Ferroptosis is a new form of regulated cell death. Several studies have demonstrated that ferroptosis was involved in multiple diseases. However, the precise role of ferroptosis in osteoporosis remains unclear. Here, we demonstrated that ferroptosis was involved in osteoclasts over the course of RANKL-induced differentiation, and it was induced by iron-starvation response and ferrintinophagy. Mechanistically, under normoxia but not hypoxia, ferroptosis could be induced due to iron-starvation response (increased transferrin receptor 1, decreased ferritin) followed by RANKL stimulation, and this was attributed to the down-regulation of aconitase activity. We further investigated intracellular iron homeostasis and found that ferritinophagy, a process initiated by FTH-NCOA4 complex autophagosome degradation, was activated followed by RANKL stimulation under normoxia. Interestingly, these processes could not be observed under hypoxia. Moreover, we demonstrated that HIF-1α contributed to the decrease of ferritinophagy and autophagy flux under hypoxia. Additionally, HIF-1α impair autophagy flux via inhibition of autophagosome formation under hypoxia in BMDMs. In vivo study, we indicated that HIF-1α specific inhibitor 2ME2 prevent OVX bone loss. In conclusion, our study comprehensively investigated the role of ferroptosis in osteoclasts in vitro and in vivo, and innovatively suggested that targeting HIF-1α and ferritin thus inducing ferroptosis in osteoclasts could be an alternative in treatment of osteoporosis.

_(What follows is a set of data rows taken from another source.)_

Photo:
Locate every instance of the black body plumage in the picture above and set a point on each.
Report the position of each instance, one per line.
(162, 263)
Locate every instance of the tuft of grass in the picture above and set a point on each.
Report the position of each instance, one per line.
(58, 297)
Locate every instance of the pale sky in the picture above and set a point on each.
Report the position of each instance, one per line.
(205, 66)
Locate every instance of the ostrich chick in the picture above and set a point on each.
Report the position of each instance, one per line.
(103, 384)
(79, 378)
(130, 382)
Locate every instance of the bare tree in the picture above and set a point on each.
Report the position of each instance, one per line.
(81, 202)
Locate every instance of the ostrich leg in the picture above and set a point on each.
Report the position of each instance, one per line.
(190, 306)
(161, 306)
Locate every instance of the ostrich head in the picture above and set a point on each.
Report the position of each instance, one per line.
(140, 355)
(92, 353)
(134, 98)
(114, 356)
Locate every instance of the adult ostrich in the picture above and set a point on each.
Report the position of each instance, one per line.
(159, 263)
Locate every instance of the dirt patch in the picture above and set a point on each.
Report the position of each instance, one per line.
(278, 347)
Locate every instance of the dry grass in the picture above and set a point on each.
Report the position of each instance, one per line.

铁死亡是一种新的受调控的细胞死亡形式。多项研究表明，铁死亡与多种疾病有关。然而，铁死亡在骨质疏松症中的确切作用仍不清楚。在这里，我们证明了在 RANKL 诱导的分化过程中，铁死亡与破骨细胞有关，并且它是由铁饥饿反应和铁蛋白吞噬诱导的。从机制上讲，在常氧而非缺氧条件下，铁饥饿反应（转铁蛋白受体 1 增加，铁蛋白减少）随后 RANKL 刺激可诱导铁死亡，这归因于乌头酸酶活性的下调。我们进一步研究了细胞内铁稳态，发现铁蛋白吞噬是由 FTH-NCOA4 复合物自噬体降解引发的过程，被激活，然后在常氧下进行 RANKL 刺激。有趣的是，在缺氧条件下无法观察到这些过程。此外，我们证明 HIF-1α 有助于降低缺氧条件下的铁蛋白吞噬和自噬通量。此外，HIF-1α 通过抑制 BMDM 缺氧条件下自噬体的形成来损害自噬通量。体内研究表明，HIF-1α 特异性抑制剂 2ME2 可防止 OVX 骨丢失。总之，我们的研究在体外和体内全面研究了铁死亡在破骨细胞中的作用，并创新性地表明靶向 HIF-1α 和铁蛋白从而诱导破骨细胞铁死亡可能是治疗骨质疏松症的一种替代方法。我们证明了 HIF-1α 有助于降低缺氧条件下的铁蛋白吞噬和自噬通量。此外，HIF-1α 通过抑制 BMDM 缺氧条件下自噬体的形成来损害自噬通量。体内研究表明，HIF-1α 特异性抑制剂 2ME2 可防止 OVX 骨丢失。总之，我们的研究在体外和体内全面研究了铁死亡在破骨细胞中的作用，并创新性地表明靶向 HIF-1α 和铁蛋白从而诱导破骨细胞铁死亡可能是治疗骨质疏松症的一种替代方法。我们证明了 HIF-1α 有助于降低缺氧条件下的铁蛋白吞噬和自噬通量。此外，HIF-1α 通过抑制 BMDM 缺氧条件下自噬体的形成来损害自噬通量。体内研究表明，HIF-1α 特异性抑制剂 2ME2 可防止 OVX 骨丢失。总之，我们的研究在体外和体内全面研究了铁死亡在破骨细胞中的作用，并创新性地表明靶向 HIF-1α 和铁蛋白从而诱导破骨细胞铁死亡可能是治疗骨质疏松症的一种替代方法。